Trauma-informed care (TIC) is an approach to engage people with a history of life trauma that recognizes trauma symptoms and acknowledges the role trauma has played in their lives.

“For nurses, this translates into understanding the why behind health behaviors of our patients, withholding judgment for negative health behaviors, and helping patients heal physically, psychologically and spiritually,” writes Cathy Koetting, DNP, APRN, in her article, “Trauma-Informed Care” in Journal of Christian Nursing, Oct-Dec 2016.

Trauma-informed care seeks to change the illness paradigm from one that asks, “What’s wrong with you?” to “What has happened to you?” Studies indicate that health risk behavior and disease in childhood can be related to the span of exposure of childhood emotional, physical or sexual abuse, and household dysfunction.

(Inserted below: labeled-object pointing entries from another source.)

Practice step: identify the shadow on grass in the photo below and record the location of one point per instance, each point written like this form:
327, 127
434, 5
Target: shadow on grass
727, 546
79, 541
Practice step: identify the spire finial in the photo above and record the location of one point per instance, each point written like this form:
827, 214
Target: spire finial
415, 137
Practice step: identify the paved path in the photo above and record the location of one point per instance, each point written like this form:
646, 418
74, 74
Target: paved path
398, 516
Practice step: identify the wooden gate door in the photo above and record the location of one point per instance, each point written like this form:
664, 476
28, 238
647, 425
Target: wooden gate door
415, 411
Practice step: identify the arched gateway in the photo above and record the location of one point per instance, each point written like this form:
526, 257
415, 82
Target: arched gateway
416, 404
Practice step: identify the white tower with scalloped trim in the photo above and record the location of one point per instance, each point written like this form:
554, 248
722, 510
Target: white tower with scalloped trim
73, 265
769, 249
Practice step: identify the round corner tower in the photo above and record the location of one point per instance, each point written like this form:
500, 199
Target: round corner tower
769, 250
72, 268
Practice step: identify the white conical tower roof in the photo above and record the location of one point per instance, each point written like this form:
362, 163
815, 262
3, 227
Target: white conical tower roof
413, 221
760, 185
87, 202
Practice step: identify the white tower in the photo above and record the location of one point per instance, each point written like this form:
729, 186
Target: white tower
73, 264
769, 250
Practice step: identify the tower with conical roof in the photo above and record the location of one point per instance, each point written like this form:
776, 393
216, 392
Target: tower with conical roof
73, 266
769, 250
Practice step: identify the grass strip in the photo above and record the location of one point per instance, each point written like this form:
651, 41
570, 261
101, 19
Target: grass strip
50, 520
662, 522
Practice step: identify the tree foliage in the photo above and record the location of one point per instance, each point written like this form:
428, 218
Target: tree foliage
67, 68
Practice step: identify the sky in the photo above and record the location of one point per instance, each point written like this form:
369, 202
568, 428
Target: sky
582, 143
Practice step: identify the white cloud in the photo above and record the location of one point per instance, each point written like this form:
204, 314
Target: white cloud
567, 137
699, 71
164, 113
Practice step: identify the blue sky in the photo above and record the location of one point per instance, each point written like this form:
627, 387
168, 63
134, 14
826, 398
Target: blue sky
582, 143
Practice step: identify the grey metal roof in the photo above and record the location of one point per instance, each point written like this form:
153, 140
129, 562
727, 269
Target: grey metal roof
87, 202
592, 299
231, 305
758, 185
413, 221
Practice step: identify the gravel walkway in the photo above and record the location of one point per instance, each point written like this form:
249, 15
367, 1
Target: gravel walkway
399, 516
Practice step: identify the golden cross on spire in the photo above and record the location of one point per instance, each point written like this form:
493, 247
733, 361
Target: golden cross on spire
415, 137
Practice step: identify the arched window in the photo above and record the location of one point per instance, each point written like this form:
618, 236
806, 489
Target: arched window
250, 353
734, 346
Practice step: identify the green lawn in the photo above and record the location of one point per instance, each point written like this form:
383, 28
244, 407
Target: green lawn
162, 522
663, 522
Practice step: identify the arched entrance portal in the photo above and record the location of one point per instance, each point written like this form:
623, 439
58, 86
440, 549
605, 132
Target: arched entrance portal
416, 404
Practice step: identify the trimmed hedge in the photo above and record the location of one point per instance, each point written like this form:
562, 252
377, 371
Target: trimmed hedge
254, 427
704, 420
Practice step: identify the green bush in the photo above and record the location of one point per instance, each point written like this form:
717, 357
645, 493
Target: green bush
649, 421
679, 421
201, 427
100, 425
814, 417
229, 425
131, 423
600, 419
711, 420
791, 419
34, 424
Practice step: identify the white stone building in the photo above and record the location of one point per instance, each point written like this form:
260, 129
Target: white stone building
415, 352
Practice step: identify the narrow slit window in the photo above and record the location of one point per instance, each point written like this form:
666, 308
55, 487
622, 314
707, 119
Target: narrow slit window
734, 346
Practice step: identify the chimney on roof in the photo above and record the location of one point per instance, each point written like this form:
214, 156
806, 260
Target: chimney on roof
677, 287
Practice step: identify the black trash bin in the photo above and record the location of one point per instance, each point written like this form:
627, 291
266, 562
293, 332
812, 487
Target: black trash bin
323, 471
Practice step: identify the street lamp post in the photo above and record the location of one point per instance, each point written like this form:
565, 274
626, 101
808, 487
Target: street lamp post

In her article, Koetting outlines four essential approaches and six specific principles that define TIC, including safety, trustworthiness, peer support, and empowerment—especially through spirituality.

These concepts are evident in John 4 where Jesus provides a model of trauma-informed care for the woman he encountered at the well in Samaria:

  • Jesus realized the impact of trauma on this woman’s life and reached out to her, treating her graciously.
  • He recognized her trauma and gently responded, with respect and insight.
  • Instead of judging and retraumatizing her, Jesus offered a relationship with God.
  • Jesus gave the woman a voice as he took into account current cultural, historical, and gender issues.
  • He created a safe space to interact and proved himself trustworthy.
  • He empowered the Samaritan woman by being transparent and giving her knowledge that he was the Messiah.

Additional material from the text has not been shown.